The combination treatments investigated in both studies are not yet approved by the US Food and Drug Administration for renal cell cancer, and the costs of the treatments are not known.

Yet the question remains: “Is this going to change the standard of care? Well, I think whether or not this changes the standard of care is going to be a matter of discussion among experts,” Lichtenfeld said.

“I don’t think that this study is going to make an immediate difference overnight, but I do suspect that over time, it will become a more standard treatment for metastatic or recurrent renal cell carcinoma — kidney cancer.”

Dr.

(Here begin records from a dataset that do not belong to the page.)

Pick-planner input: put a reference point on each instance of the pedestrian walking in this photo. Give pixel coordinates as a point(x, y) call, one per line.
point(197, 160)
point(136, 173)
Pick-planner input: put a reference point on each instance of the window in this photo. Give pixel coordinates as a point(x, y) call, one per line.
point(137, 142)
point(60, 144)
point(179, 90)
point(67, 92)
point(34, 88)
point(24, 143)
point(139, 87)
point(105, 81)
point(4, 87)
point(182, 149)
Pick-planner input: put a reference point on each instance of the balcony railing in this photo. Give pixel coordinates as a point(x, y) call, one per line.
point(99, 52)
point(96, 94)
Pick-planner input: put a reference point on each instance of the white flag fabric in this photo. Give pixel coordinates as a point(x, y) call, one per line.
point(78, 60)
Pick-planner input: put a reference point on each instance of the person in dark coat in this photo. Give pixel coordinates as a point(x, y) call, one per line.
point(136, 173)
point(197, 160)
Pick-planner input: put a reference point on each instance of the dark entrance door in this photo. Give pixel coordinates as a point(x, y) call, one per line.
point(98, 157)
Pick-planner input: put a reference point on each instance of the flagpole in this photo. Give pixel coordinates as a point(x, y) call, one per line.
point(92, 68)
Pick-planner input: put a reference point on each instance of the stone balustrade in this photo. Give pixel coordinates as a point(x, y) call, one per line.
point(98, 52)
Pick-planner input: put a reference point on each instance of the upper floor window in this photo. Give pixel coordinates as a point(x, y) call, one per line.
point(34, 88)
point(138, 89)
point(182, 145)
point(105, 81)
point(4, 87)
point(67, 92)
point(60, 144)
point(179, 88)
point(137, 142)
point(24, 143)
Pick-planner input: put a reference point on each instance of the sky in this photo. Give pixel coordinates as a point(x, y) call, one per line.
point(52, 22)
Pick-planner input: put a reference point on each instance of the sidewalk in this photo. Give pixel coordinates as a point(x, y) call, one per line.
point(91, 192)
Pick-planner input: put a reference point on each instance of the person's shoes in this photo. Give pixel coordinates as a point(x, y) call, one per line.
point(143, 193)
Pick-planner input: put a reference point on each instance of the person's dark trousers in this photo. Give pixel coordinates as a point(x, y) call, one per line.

Bernard Escudier, former chair of the genitourinary group of the Institut Gustave Roussy in Villejuif, France, wrote an editorial that accompanied the two studies in the New England Journal of Medicine.

He noted that sunitinib became the standard of care for renal cell cancer in 2007. Last year, the combination of two immunotherapies — nivolumab, or Opdivo, and ipilimumab, or Yervoy — were shown to have better efficacy than sunitinib and became the new standard.

Now, “it is noteworthy that these two trials had positive outcomes and showed superiority over sunitinib in terms of progression-free survival and the objective response rate. The pembrolizumab trial also showed a benefit with respect to overall survival,” Escudier wrote. “Both combinations are expected to become new standards of care and to be incorporated into future guidelines.”

Experts in the field continue to take a close look not only at the new studies but at how immunotherapies overall are influencing treatment approaches.